Confrontée à l’érosion de son activité, Arc France cherche un repreneur. Au moins deux projets sont désormais sur la table du tribunal de commerce de Lille pour sauver la verrerie d’Arques et arbitrer l’avenir de ses 3 500 salariés.
Arc France face à l’heure des choix : deux projets de reprise sur la table du tribunal de Lille
Placée en redressement judiciaire début janvier, la verrerie Arc entre dans une phase décisive. À l’issue de la date limite fixée au 28 janvier pour le dépôt des offres de reprise, au moins deux candidats se sont officiellement positionnés pour reprendre tout ou partie du site historique d’Arques dans le Pas-de-Calais, qui emploie encore près de 3 500 salariés. D’un côté, Patrick Puy, spécialiste des entreprises en difficulté, passé par Vivarte et Go Sport, et ancien dirigeant d’Arc. De l’autre, Timothée Durand, petit-fils de Jacques Durand, lui-même fils du fondateur de la verrerie, et ancien cadre dirigeant du groupe jusqu’à son départ en 2024. Les deux projets divergent principalement sur la question sociale. Celui de Patrick Puy promet le maintien des effectifs, quand celui de Timothé Durant, qui serait associé avec Matthieu Leclercq, ancien CEO de Decathlon, pourrait entraîner jusqu’ à 900 suppressions de postes dans un bassin d’emploi déjà fragilisé par la hausse des défaillances d’entreprises.
La rentabilité demeure négative, avec un résultat d’exploitation de –25,6 M€ en 2024, après –17 M€ en 2023
Une trajectoire préoccupante
La situation actuelle de la verrerie est l’aboutissement d’un long processus de restructuration. Arc avait été placée en procédure de sauvegarde en janvier 2025 par le tribunal de commerce de Lille, avec Hélène Bourbouloux et Laurent Miquel en qualité d’administrateurs judiciaires, et Antoine Barty comme mandataire judiciaire. Face à la dégradation de la trésorerie, l’entreprise a basculé en sauvegarde accélérée en mars, avant l’ouverture d’un redressement judiciaire en janvier 2026. L’objectif est alors d’organiser une reprise industrielle crédible pour un groupe qui comptait plus de 12 000 salariés au début des années 2000 et dont le périmètre s’est progressivement contracté.
Sur le plan financier, la trajectoire reste préoccupante.

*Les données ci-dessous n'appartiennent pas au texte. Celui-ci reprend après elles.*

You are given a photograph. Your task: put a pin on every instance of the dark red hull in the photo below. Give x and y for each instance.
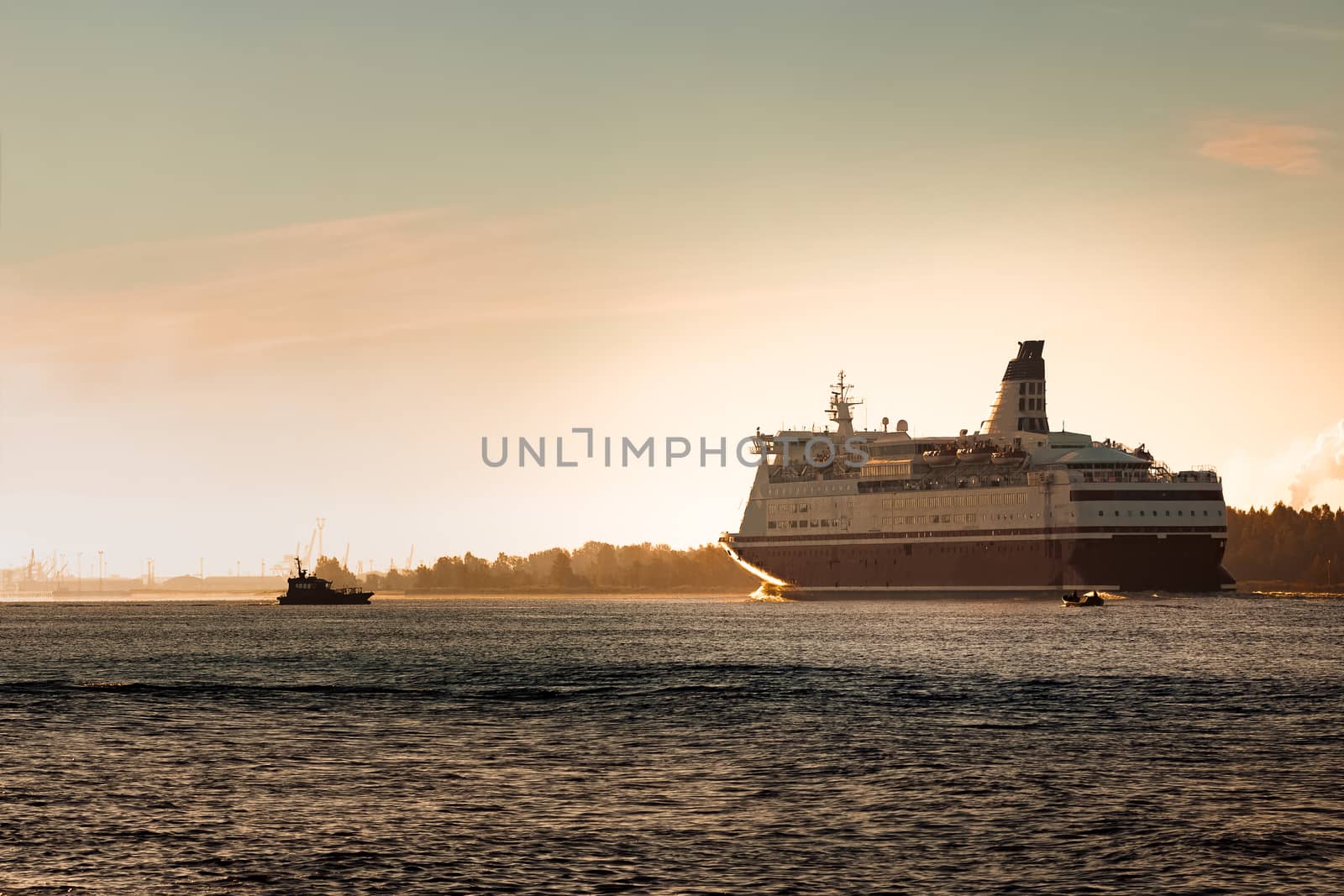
(1187, 560)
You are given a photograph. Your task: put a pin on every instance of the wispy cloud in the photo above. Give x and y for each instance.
(1288, 149)
(1301, 33)
(313, 282)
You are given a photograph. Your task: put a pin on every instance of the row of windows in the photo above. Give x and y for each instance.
(954, 500)
(803, 524)
(1155, 513)
(890, 521)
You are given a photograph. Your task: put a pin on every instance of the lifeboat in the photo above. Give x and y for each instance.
(974, 454)
(1008, 457)
(940, 457)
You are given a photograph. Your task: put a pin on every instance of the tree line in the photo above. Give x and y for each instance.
(1281, 544)
(597, 566)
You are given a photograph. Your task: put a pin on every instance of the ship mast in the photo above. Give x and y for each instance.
(840, 406)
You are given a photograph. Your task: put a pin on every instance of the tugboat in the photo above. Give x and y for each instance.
(1090, 600)
(311, 590)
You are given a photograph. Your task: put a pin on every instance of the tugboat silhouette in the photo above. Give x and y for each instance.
(311, 590)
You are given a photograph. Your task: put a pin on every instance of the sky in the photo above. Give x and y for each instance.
(261, 264)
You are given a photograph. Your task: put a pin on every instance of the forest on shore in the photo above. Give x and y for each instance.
(1300, 548)
(1296, 548)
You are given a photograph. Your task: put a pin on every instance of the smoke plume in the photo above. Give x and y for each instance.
(1326, 463)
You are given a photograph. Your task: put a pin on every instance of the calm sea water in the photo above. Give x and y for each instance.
(674, 746)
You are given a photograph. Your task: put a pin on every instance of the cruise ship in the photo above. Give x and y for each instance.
(1012, 508)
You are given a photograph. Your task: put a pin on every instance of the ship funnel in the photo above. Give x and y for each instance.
(1021, 406)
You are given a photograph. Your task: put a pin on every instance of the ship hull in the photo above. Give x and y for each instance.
(324, 600)
(1085, 560)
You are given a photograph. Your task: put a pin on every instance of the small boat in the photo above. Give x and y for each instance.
(974, 454)
(1090, 600)
(307, 589)
(941, 457)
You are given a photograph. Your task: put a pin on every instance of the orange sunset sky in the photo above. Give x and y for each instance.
(261, 265)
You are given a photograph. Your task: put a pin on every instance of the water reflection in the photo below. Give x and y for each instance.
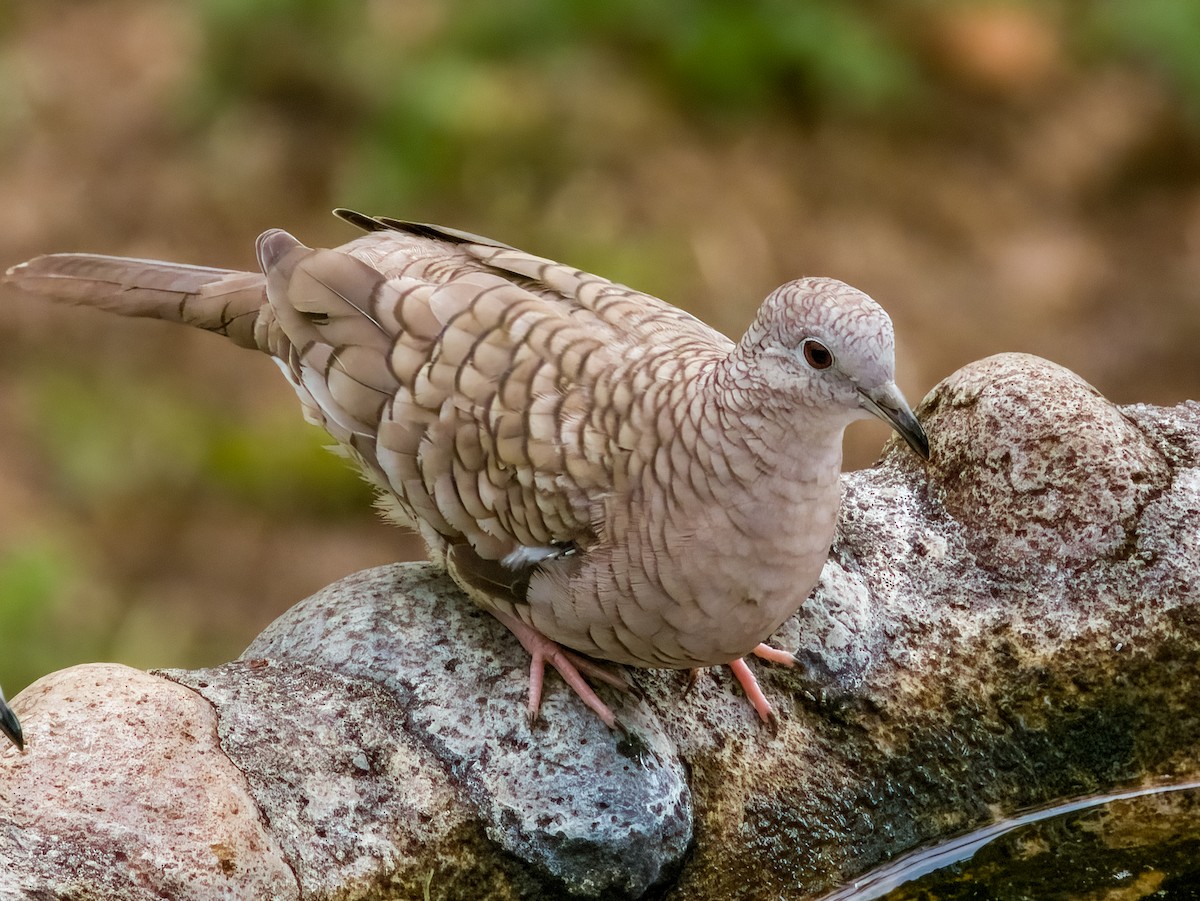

Après un pic du chiffre d’affaires à 568,6 M€ en 2022, celui-ci est retombé à 435,8 M€ en 2023 puis à 404,1 M€ en 2024. La rentabilité demeure négative, avec un résultat d’exploitation de –25,6 M€ en 2024, après –17 M€ en 2023. À cette érosion de l’activité s’ajoute un endettement massif. Depuis 2019, les concours publics cumulés atteignent plusieurs centaines de millions d’euros, dont l’apurement s’annonce particulièrement lourd dans le cadre de la sortie de procédure. L’État et les collectivités locales ont déjà évoqué des abandons de créances pour accompagner un éventuel repreneur.
Le calendrier judiciaire est désormais enclenché. Les offres pourront être améliorées jusqu’au 5 mars, avant une audience fixée au 10 mars devant le tribunal de commerce de Lille, suivie d’un délibéré dans les jours suivants.